The Biden Administration’s rule by regulation is gaining speed, and the latest example is the Federal Trade Commission’s plan to ban non-compete employment agreements. In a flash, Lina Khan’s bureaucracy will rewrite labor contracts for 30 million workers.
The FTC’s proposed rule is an air kiss to Big Labor, which demanded that the agency ban non-competes in 2019. Unions want opposition to non-competes as a tool in their organizing kit. Ms. Khan tweeted that one in five U.S. workers is currently “bound” by a non-compete clause that prevents them from switching jobs and thus keeps wages lower than they would be if the employees moved freely.
But job mobility in America hasn’t suffered despite non-compete clauses. The biggest threat to rising wages is inflation, not employment clauses. Companies use non-compete clauses to protect their intellectual capital, which is often between the ears of its employees. Tech firms in particular often pay higher compensation, including stock grants, in return for non-competes.
Non-competes can encourage innovation in firms because employees are less likely to take secrets to a rival. In a recent paper considering employment contracts, the Global Antitrust Institute at George Mason noted that a ban on non-competes risks harming productivity and “dampening the incentives to invest in trade secrets” or “disseminate firm-specific knowledge” among a firm’s workforce.
The FTC is stretching its authority here, perhaps past breaking the law. Chair Khan cites Section 5 of the Federal Trade Commission Act, which allows the agency to police “unfair methods of competition.” But “unfair methods” is typically used for individual cases, not for a blanket ban or policy-making.
In 2015 a bipartisan group of FTC commissioners issued a statement saying that Section 5’s power against unfair competition should only be used in cases of clear consumer harm. Ms. Khan rescinded that statement as one of her first actions as commissioner, the better to extend the agency’s reach to new frontiers. The Supreme Court is increasingly skeptical of aggressive claims of authority by federal agencies without clear Congressional direction, and the Chamber of Commerce says it is considering a lawsuit if the rule is adopted.

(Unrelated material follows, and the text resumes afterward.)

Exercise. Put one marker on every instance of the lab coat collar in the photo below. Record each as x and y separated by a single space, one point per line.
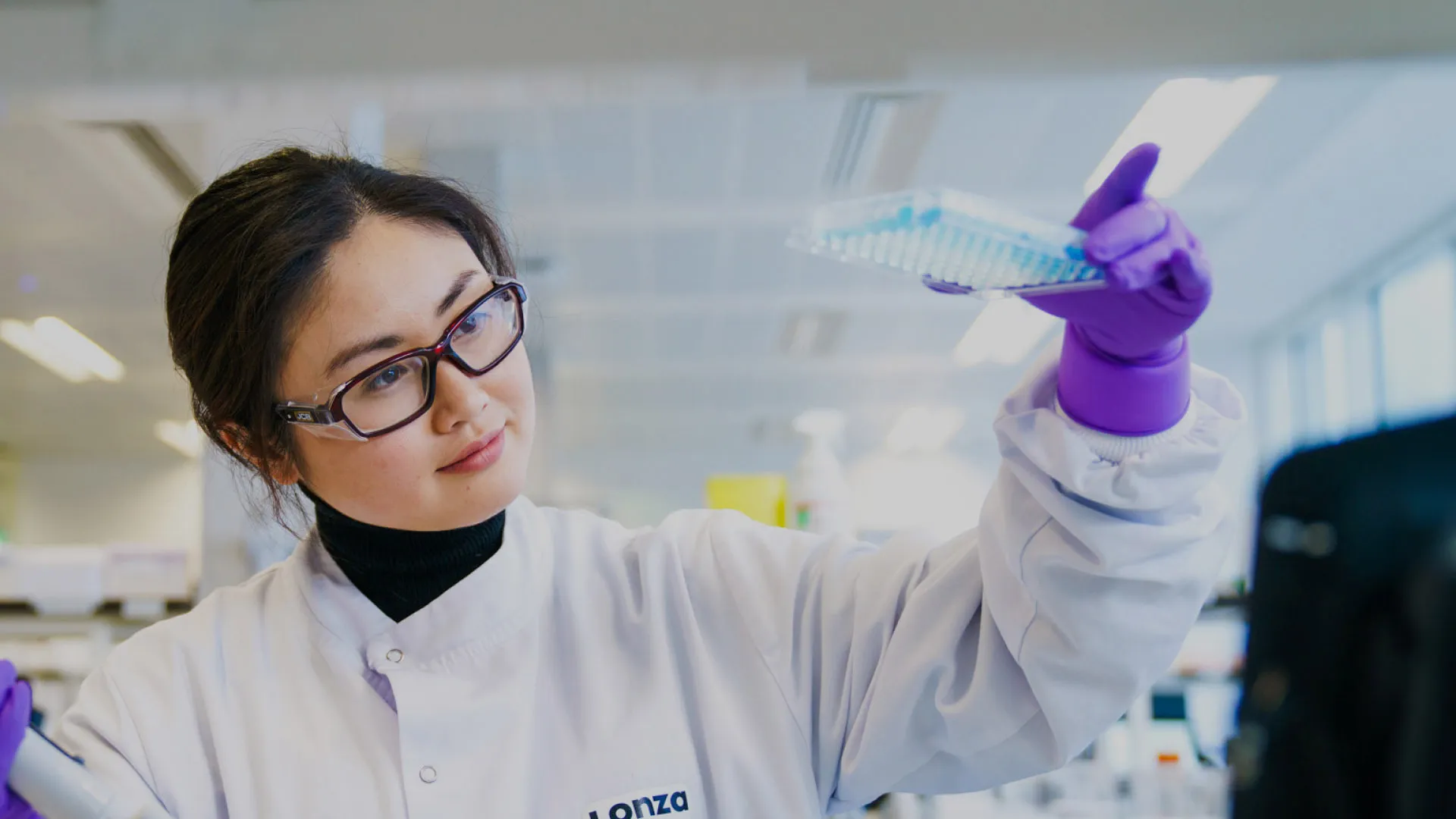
491 604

The sweeping FTC ban also raises separation-of-powers constitutional questions. In a 1935 New Deal-era case, Humphrey’s Executor, the Supreme Court approved the FTC Act as long as the independent agency refrained from exercising powers reserved for the executive branch. The FTC is an enforcement agency, not a policy-making shop like the Labor Department.
By the way, the FTC rule would pre-empt laws in 50 states, including those in California, North Dakota, Oklahoma and Washington, D.C., that ban non-compete contracts. More than a half dozen other states prohibit their use in low-wage jobs.
Ms. Khan has been chafing to impose her intrusive vision on the national economy, and she now has a 3-1 Democratic majority. She’s accelerating without looking both ways, which may mean a legal crackup is in the FTC’s future.